Some of these schemes also invest in Tata Motors’ DVR (differential voting rights) or a Standard Chartered IDR (Indian depository receipts). Companies such as Reliance Industries, Cairn India, ICICI Bank, Bharti Airtel, GlaxoSmithKline, Tata Steel, Infosys, Wipro and Union Bank of India are among the top stocks in many of these schemes. The same stocks will also be found on any diversified fund’s portfolio.
A senior manager from UTI Mutual Fund says there is lack of clarity on the contra theme, “Even fund managers are an impatient lot. There are frequent churns in these funds. Also, we are not clear on the definition of contra. Contra funds should, ideally, have stocks of out of favour sectors, say telecommunication. But contra funds are highly diversified to cap the downside, which is not the correct way. At the same time, returns sell products.”

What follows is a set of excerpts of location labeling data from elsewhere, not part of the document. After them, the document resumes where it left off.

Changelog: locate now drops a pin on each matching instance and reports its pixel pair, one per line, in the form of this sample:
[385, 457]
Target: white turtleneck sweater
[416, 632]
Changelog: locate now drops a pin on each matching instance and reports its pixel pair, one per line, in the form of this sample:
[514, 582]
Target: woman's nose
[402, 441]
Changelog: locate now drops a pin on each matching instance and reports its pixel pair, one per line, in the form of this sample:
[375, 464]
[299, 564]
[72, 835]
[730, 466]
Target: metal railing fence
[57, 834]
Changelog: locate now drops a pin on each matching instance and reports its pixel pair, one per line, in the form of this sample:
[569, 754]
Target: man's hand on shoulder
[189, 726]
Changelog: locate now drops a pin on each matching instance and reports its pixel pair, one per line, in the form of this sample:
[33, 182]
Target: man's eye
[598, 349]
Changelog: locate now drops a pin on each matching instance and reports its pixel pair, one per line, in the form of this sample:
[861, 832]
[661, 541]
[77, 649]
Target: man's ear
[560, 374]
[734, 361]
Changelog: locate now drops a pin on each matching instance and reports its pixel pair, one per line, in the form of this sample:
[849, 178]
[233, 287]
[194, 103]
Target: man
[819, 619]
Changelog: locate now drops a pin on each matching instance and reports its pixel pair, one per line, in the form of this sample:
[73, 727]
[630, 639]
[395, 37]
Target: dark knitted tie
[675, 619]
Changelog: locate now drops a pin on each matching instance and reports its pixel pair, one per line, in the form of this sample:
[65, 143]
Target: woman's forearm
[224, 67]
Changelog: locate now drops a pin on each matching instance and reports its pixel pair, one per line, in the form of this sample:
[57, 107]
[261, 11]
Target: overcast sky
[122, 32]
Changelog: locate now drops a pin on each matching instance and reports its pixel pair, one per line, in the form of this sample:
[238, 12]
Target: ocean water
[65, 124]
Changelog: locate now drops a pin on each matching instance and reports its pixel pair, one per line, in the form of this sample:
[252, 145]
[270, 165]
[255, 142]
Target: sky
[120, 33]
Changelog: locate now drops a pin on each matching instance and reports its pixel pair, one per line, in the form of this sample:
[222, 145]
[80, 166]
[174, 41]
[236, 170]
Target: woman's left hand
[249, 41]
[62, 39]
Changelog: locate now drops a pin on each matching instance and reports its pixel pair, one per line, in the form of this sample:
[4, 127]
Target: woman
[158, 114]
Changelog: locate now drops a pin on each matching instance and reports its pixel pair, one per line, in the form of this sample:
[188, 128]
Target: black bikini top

As far as returns go, SBI Magnum Contra has been the most successful contra fund, by returning 22 per cent since inception. Of course, it is the oldest one (13 years). In comparison, Kotak Contra has returned 11.73 per cent since it launched in July 2005, Religare Contra has given 9.5 per cent since March 2007 and Tata Contra has returned nine per cent since October 2005.
If retail investors want to create their own portfolio, it is a slightly tougher task. You need to be a risk taker and patient. Also, to have a long-term horizon of a minimum one year and a maximum of three to five years, as these scrips take time to turn around, warns Mehta.